Il senso dei “#noeuro” per la svalutazione

Creato il 23 aprile 2014 da Keynesblog @keynesblog

di Joseph Halevi, Università di Sydney

Pochi giorni fa si è tenuto a Roma un convegno sul tema “Europa senza euro” [link]. Da ciò che ho letto, sembra che tutti (ad esclusione degli invitati “contro” la tesi del convegno) siano stati d’accordo sul fatto che, fuori dall’euro, con le flessibilità nei tassi di cambio, tutto funzionerà per il meglio. Si può essere più banali di così?

Basta un’osservazione per tagliare la testa al toro (si fa per dire, ci scusi il toro). I “tutti” del convegno provenivano non solo dall’Italia. Quindi si faccia l’ipotesi che il mondo politico, fulminato dalla chiarezza di costoro, li nomini ministri dell’economia nei rispettivi paesi del Mediterraneo. Tutti usciranno dall’euro ed ecco che le svalutazioni si annulleranno e i mediterranei entreranno in concorrenza “negative sum game” (gioco a somma negativa, ndr) tra di loro. Ma svaluteranno nei confronti del blocco Germania-Olanda-Austria-Finlandia. La Finlandia, inguaiata com’è (più sul piano economico che su quello sociale), lascerà il blocco subito, e anche l’Austria sarà sotto fortissima pressione, sia direttamente da parte dell’Italia che per la svalutazione della Slovenia, la quale, inevitabilmente, dovrà seguire l’Italia cui è legata a triplo filo. Sempre che la teoria funzioni nella pratica, non si può pensare che la Germania e l’Olanda possano assorbire un incremento delle esportazioni dei mediterranei, Francia ed Italia comprese (e non è poco), tale da far ripartire il gruppo degli svalutati.

Il risultato più probabile sarà un cambiamento dei rapporti di scambio, ma nel contesto di una recessione nel residuo blocco Germania-Olanda (le quali perdendo esportazioni, perderanno occupazione e domanda interna) e quindi con bilance commerciali più favorevoli ai mediterranei, ma su un livello di domanda aggregata totale più basso.
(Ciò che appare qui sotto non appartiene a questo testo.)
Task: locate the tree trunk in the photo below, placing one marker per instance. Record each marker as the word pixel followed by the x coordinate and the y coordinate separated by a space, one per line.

Vale a dire l’aggiustamento in termini di prezzi internazionali (tassi di cambio) non può aggirare l’effetto negativo sulla domanda complessiva dei paesi la cui moneta si rivaluterebbe (Germania, Olanda e pochi altri). Pertanto la vera soluzione dipenderà da quanto importerà lo Zio Sam (gli Stati Uniti, ndr). Tutto finisce in gloria, cioè in America (del Nord).

Il convegno ha inoltre mostrato la strana e malsana convergenza tra marxismo senza idee (e ce n’è parecchio in giro), e la destra berlusconiana, oltre ai neoclassici con tanta parte e nessuna arte. No good. L’unico aspetto veramente interessante del convegno è stato l’intervento di Bolkestein, il Commissario UE della famosa direttiva sulla liberalizzazione dei servizi. Ha cominciato col citare Kohl, che all’europarlamento nel 1991 disse che l’unificazione politica e fiscale deve precedere quella monetaria, confermando così che l’euro è una pura creazione della mente megalomane delle élites stataliste francesi e dell’ iper-machiavellico Mitterrand. Il resto del suo intervento era sul fallimento senza appello dell’eurosistema. Quello di Bolkestein è un intervento interessante perché è come se un cardinale una volta importante affermasse ad un seminario teologico che in effetti Maria era una donna normale e Gesù non è mai esistito. Cosa diciamo quindi? Come facciamo a garantire la continuazione politica e finanziaria della holding Chiesa Cattolica?

Infine, come si fa, in un convegno sulla desiderata fine dell’euro, non porre al centro dell’analisi i movimenti finanziari? (Non come complotti, non si può reggere più quest’approccio che a sinistra domina, visto che è facile). Oggi i movimenti finanziari determinano i rapporti di scambio, determinano i tassi di cambio, non viceversa. E sarà così perché questo è il capitale oggi e per moltissimi anni e decenni ancora.